DOMINICAN REPUBLIC:  "Shadows Nothing More"


Independent, conservative and third ranked El Caribe stated (8/4):  "A military occupation and attack against Iraq will certainly affect the flow of oil to Europe and Japan and destabilize the internal politics in Saudi Arabia and other Persian Gulf and Middle Eastern countries....  The control of oil in the Persian Gulf is indispensible for the U.S. position in the world, even when the quantity of oil is minimum that it purchases from the Middle Eastern countries compared to those of Japan and Europe.  In other words:  the U.S. wants to ensure it can defend that state of Israel better, and above all, obtain oil at a reasonable price (US$6/barrel) even when this operation implies the opportune disappearance of OPEC."


CHILE:  "Scandal in the White House II."


Leading-circulation, popular Santiago daily La Tercera wrote (7/29):  "... Eleven months after the attack on the Twin Towers, President Bush is still focusing on the fight against terrorism....  It looks like the President is trying to take attention away from the paltry economic figures, a series of financial scandals, and a slippery (path to) economic revival....  The President and his advisors should learn from the experience of George Bush, Sr.  Not even the feeling of victory and 90 percent approval at the end of the end of the war with Iraq in 1991 could hide the economic stagnation that cost him reelection....  Bush Sr. learned that those tactics are not merely ineffective, they also have a high cost in human lives."
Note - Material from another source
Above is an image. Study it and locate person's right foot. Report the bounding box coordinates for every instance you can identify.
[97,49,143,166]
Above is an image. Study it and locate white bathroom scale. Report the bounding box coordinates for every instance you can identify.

BRAZIL:  "Political Myopia"


Liberal Folha de S. Paulo editorialized (7/31):  "The White House continues to send signs that it may launch a military campaign against Iraq to overthrow President Saddam Hussein. It is a reckless venture that the world must reject. No one doubts that Saddam Hussein is one of the world's worst tyrants....  [But] the Gulf War ended 11 years ago...and nothing serious has emerged to justify a resumption of the war....  An attack against Iraq now would only have disastrous effects. The main victim would be the Iraqi people....  The war would also provoke Muslim nations' wrath against the U.S. The governments of moderate Arab nations supporting Bush might face problems....  A war against Iraq is the last thing that the world, already in recession, needs....  Only political myopia could explain a move against Iraq now."


PERU:   “Iraq-U.S.: Respect For One Another.” 


Flagship, conservative daily El Comercio headlined (7/14):  "The foreign policy of any country, even if it is the world’s superpower, should not permit it to take arbitrary decisions which may affect another country, no matter how inappropriate the actions of the latter’s leaders are.  This is a principle of international coexistence that has been questioned by U.S. president George Bush when he said that the U.S. 'will use every possible means to…overthrow Saddam Hussein.'  We agree in the substance, but not in the form....  This...not only makes the U.S. lose prestige, but also...encourages people…to…take Hussein's side....  The U.S...must explain its claims to the international community...through the UN and its Security Council… This is where legitimate and concerted decisions should be taken to stop the threat…posed by Hussein…  We can neither accept Hussein's…rejection of…the UN arms inspectors nor the U.S. decision to oust him on its own....  This would be an extremely dangerous attitude to take, which would establish a negative precedent for international coexistence.”